The proton exchange membrane fuel cell (PEMFC) is a promising clean energy propulsion system for automobiles and other vehicles. A critical component of the PEMFC is the polymeric ionomer membrane which enables proton conduction and provides a crucial barrier to both reactant gas crossover and electrical shorting. Many fuel cell systems employ thin (12-25 µm) perfluorosulfonic acid (PFSA) based membranes due to their superior mechanical and chemical stability properties. The primary product of a PEMFC is water, generated via the four-electron oxygen reduction reaction. However, smaller amounts of highly oxidizing species such as hydroxyl radical (•OH), and hydrogen peroxide (H₂O₂) are generated either chemically or electrochemically. These, and other, oxidizing species can react with non-fluorocarbon end groups or with acid side chain functional groups to degrade and weaken the polymeric membrane until causing a physical breach. In the absence of effective chemical mitigation, proton exchange membranes will survive no more than a few hundred hours of operation under typical automotive duty cycles involving large humidity and potential variations. Fortunately, PFSA lifetimes can be extended up to and beyond 10,000 hours of operation using •OH redox quenchers such as Ce³⁺ and Mn²⁺ that efficiently reduce •OH to H₂O. The remarkable effectiveness of these redox quenchers is due to their high competitive activity toward •OH reduction and the rapid and benign reduction of the oxidized metal to the reduced form via reaction with ubiquitous H₂O₂.

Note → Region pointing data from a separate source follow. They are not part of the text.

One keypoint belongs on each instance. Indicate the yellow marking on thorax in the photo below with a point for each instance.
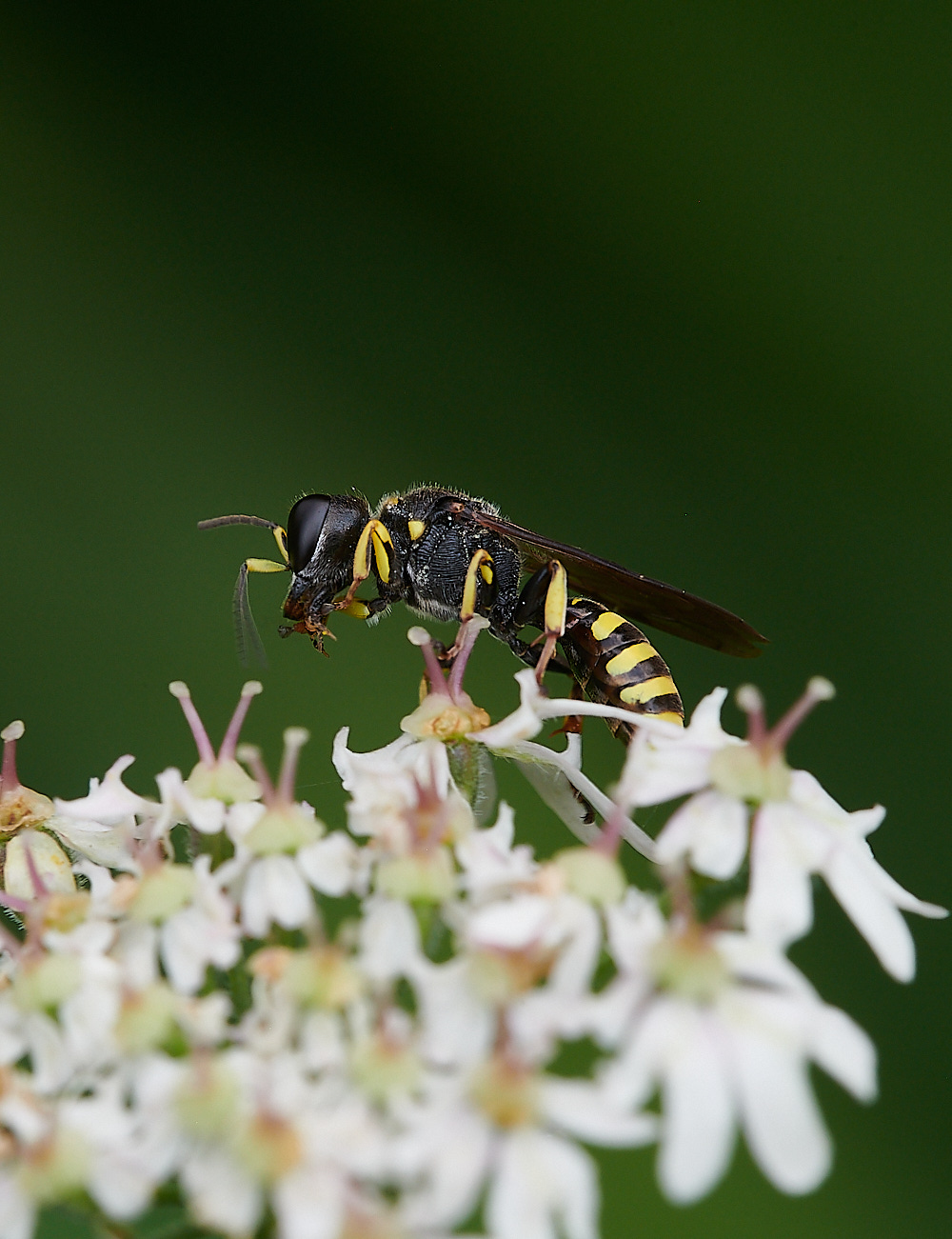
(605, 625)
(637, 694)
(629, 658)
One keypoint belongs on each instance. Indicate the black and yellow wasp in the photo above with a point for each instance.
(452, 556)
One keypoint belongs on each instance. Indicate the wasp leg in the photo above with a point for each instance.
(374, 536)
(479, 565)
(544, 601)
(531, 653)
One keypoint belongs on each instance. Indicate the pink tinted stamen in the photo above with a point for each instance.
(609, 838)
(421, 638)
(227, 752)
(251, 757)
(9, 779)
(751, 703)
(295, 739)
(206, 752)
(817, 690)
(40, 888)
(466, 641)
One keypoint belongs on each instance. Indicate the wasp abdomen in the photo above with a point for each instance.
(617, 664)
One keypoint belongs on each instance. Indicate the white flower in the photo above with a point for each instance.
(796, 829)
(17, 1212)
(491, 867)
(724, 1028)
(401, 795)
(206, 813)
(202, 933)
(664, 761)
(808, 834)
(102, 826)
(504, 1128)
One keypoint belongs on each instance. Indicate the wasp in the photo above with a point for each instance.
(452, 556)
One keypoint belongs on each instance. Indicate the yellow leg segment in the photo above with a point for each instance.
(374, 539)
(478, 564)
(555, 614)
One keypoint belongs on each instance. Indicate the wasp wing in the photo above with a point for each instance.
(637, 597)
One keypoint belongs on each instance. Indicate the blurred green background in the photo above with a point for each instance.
(666, 281)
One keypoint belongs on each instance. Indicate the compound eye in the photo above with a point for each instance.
(305, 523)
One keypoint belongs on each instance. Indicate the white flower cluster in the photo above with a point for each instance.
(358, 1033)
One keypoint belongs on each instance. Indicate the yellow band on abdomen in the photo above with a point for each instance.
(605, 625)
(629, 658)
(637, 694)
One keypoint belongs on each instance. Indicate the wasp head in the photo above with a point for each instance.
(322, 535)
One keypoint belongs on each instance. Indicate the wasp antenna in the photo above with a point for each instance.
(217, 522)
(249, 643)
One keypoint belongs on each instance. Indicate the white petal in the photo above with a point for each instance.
(711, 828)
(388, 939)
(329, 864)
(221, 1193)
(843, 1050)
(872, 912)
(309, 1203)
(697, 1125)
(544, 1188)
(782, 1122)
(457, 1028)
(108, 802)
(510, 925)
(582, 1109)
(780, 904)
(275, 891)
(453, 1153)
(17, 1212)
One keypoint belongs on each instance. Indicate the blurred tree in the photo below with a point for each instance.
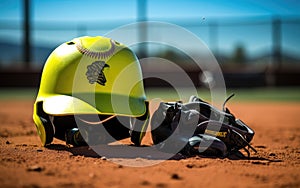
(239, 55)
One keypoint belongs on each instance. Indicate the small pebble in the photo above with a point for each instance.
(272, 154)
(175, 176)
(35, 168)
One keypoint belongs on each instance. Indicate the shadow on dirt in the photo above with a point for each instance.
(145, 152)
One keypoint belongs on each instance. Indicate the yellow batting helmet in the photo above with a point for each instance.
(88, 75)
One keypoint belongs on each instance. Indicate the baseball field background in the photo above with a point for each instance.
(273, 113)
(255, 44)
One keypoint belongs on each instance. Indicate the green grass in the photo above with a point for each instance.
(251, 94)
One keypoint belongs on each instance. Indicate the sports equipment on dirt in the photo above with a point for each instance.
(94, 79)
(205, 129)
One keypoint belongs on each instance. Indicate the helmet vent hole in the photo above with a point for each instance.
(70, 43)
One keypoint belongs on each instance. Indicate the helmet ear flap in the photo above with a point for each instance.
(43, 124)
(138, 126)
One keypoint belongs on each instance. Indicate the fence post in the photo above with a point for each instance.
(26, 35)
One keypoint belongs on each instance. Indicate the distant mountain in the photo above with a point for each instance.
(13, 53)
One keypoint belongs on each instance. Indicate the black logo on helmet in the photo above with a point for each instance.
(95, 72)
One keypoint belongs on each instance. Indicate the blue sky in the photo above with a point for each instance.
(64, 12)
(83, 10)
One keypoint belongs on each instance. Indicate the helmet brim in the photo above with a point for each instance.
(99, 103)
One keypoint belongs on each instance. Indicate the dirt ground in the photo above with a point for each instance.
(24, 163)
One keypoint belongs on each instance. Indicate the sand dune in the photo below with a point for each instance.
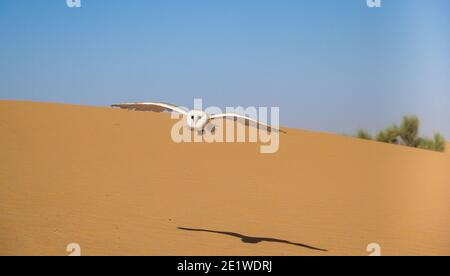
(107, 180)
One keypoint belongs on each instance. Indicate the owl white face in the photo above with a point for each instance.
(197, 119)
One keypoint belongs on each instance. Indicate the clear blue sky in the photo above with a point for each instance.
(330, 65)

Within an ionomer, cations, including Ce³⁺, associate (ion pair) with the negatively charged sulfonate groups to varying degrees and have been observed to diffuse in-plane on the centimeter length scale during ten to100 hours of fuel cell operation. More rapid migration of cations into the electrode layers has been observed over the µm length scale of MEA thickness. The movement of cations within the MEA is governed by local water content (λ = n H₂O/-SO₃^-), water content gradients (Δλ) and electrical potential gradients. The observed in-plane movement of Ce³⁺ and other cations such as Co²⁺ can lead to large cation concentration gradients within a fuel cell MEA. This redistribution of cations can have a significant impact on cell performance and mitigation of chemical degradation processes. Accordingly, there is great interest in understanding and quantifying the factors that govern cation movement to optimize fuel cell efficiency and durability.

We will report the in-plane isotropic diffusion coefficients of Ce³⁺ and Co²⁺ within NRE211 membrane over a wide range of uniform temperature and relative humidity values. The cation concentrations have been monitored using a variety of analytical techniques including FTIR, x-ray fluorescence and UV spectroscopy (Figure 1). The derived diffusion coefficients show a strong dependence on both temperature and relative humidity value (water content) and are consistent with the macroscale redistribution of cations seen in operating fuel cells. Quantitative structure activity relationships and cation movement under RH gradients will also be discussed.